The CCG further criticized Ashoka University for its silence, despite widespread support for the professor from students and faculty, who protested his arrest and attended sit-ins at detention sites. A student statement called him “a compassionate and thoughtful teacher who taught his students respect for the values of secular democracy.”
Though the Supreme Court eventually granted Professor Mahmudabad interim bail, the CCG expressed concern over the court’s tone and conditions. The court ordered the surrender of his passport, prohibited him from making further public statements about India-Pakistan hostilities, and appointed a Special Investigation Team to “understand the complexity of the phraseology” in his posts.
“It is beyond our comprehension how three police officers could be equipped to extract hidden meanings from a post written in elegant and straightforward English,” the statement noted.

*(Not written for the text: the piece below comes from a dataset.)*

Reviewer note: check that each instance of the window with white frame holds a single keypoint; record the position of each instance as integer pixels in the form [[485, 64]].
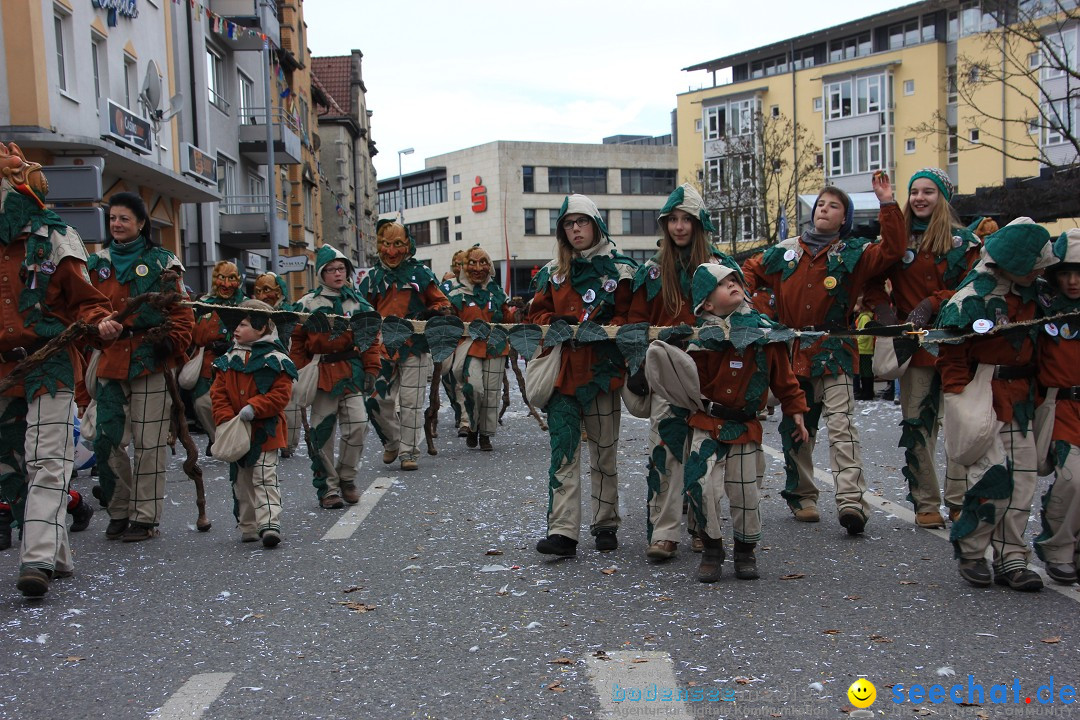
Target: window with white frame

The court also rebuked students and academics for showing solidarity, warning ominously that it “knows how to handle them also”—a comment the CCG viewed as a threat to democratic expression.
Quoting from past Supreme Court judgments, including the Imran Pratapgarhi vs. State of Gujarat case, the group reminded the judiciary that even disliked speech must be “respected and protected” in a democracy. Justice Oka, in that judgment, had emphasized that “the views or thoughts expressed by an individual or group must be countered by expressing another point of view,” not suppressed.
In closing, the CCG echoed the words of journalist Saurav Das, warning that the current trajectory risks creating “a nation of intellectually dead citizens, where critical inquiry is replaced by rote repetition.”
“This is how a society dies,” Das had written. “Where the proliferation of free thought is choked, through a slow, judicially sanctioned suffocation of intellectual life.”
The CCG’s powerful rebuke ends with a solemn affirmation of democratic values: Satyameva Jayate.